Lectures: Tuesdays 11:00am-12:50am, in CIWW (Courant Institute) 1302.
Office hours: Monday 2-3pm and Thursday 5-6pm, WWH 926.
Course description: fundamentals of ODE (differential equations with one variable). General results for existence/uniqueness, how to find explicit solutions in the linear case and for many particular equations.
What to say of the solutions when they cannot be found exactly ("qualitative" study)? Are the solutions stable with respect to initial conditions? Then some more special cases where the general theory
meets concrete examples. Numerical methods and their convergence.
A mixture of proofs and technical tricks will be presented in class and and the same will be expected in HW's and final exam.
Prerequisites: Real analysis and linear algebra.

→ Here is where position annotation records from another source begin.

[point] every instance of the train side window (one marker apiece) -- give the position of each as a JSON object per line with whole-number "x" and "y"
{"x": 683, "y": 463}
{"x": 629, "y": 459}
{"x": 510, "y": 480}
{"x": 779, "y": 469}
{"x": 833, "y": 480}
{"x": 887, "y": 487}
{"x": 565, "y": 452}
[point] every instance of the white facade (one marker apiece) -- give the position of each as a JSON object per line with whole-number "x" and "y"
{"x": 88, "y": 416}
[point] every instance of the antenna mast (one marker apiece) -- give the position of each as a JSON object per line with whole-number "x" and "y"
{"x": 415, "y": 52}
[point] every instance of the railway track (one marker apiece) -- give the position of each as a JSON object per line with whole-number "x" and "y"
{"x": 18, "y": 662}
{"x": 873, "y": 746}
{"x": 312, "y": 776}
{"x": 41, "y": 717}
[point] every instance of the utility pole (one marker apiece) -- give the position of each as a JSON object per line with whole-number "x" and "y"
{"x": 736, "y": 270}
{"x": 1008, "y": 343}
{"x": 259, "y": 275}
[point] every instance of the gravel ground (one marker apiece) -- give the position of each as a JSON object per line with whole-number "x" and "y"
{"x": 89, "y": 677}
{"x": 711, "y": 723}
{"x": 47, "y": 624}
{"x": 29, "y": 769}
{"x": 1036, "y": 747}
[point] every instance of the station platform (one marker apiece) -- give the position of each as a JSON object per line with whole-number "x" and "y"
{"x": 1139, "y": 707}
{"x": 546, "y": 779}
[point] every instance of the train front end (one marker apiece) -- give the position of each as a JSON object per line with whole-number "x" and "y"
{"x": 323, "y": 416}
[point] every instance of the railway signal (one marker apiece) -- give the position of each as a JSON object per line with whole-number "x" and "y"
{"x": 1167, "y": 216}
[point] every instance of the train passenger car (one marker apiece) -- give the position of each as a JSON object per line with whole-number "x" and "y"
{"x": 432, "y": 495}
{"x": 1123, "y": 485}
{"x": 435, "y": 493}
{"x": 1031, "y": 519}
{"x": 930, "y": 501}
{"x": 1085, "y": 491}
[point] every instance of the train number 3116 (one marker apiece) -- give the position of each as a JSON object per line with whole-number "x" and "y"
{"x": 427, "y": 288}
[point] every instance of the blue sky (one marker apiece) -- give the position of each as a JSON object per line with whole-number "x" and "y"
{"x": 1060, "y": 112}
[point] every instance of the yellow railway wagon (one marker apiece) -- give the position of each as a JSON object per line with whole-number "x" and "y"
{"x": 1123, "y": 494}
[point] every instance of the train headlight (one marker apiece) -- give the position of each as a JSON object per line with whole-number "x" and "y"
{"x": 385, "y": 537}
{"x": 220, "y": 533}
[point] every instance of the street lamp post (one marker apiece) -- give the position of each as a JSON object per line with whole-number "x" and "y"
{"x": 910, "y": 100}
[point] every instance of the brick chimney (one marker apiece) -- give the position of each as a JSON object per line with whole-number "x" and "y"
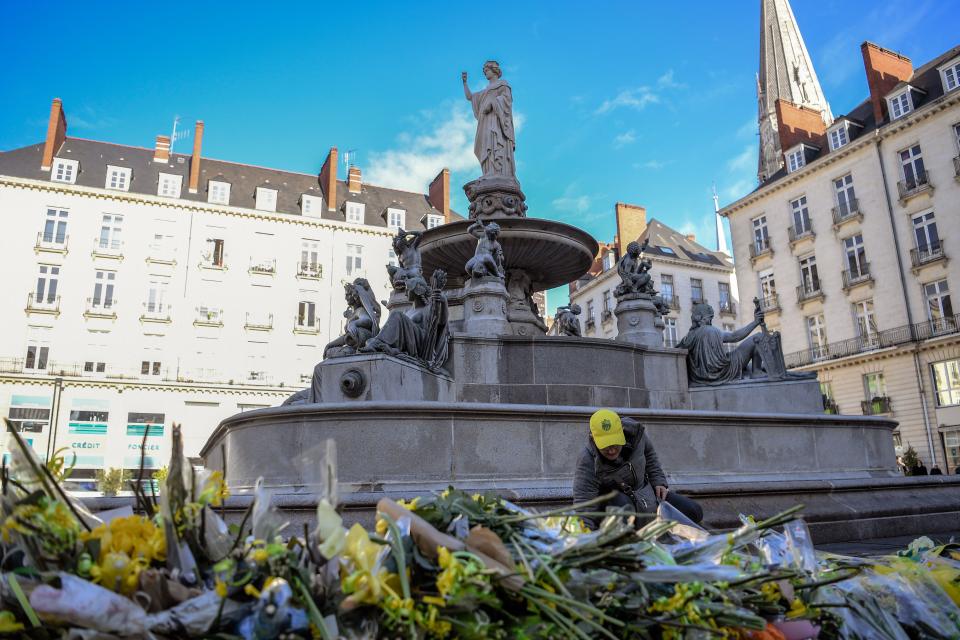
{"x": 631, "y": 223}
{"x": 56, "y": 134}
{"x": 884, "y": 69}
{"x": 439, "y": 194}
{"x": 799, "y": 124}
{"x": 195, "y": 158}
{"x": 328, "y": 179}
{"x": 354, "y": 181}
{"x": 161, "y": 152}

Textbook(s): The book of G. Teschl
Ordinary Differential Equations
and Dynamical Systems is
available
freely as PDF file and will be useful at least for the first half of the class.
The book
Ordinary differential equations by Vladimir Arnold is recommended for further explorations of the topic.
The book
Differential Equations, Dynamical Systems, and an Introduction to Chaos (Hirsch, Smale, Devaney) is also a good reference.
Grading: 50% homework, 50% final exam. Homeworks are due on Tuesdays at noon (handed in class, sent by email, or placed in the physical mailbox in front of my office).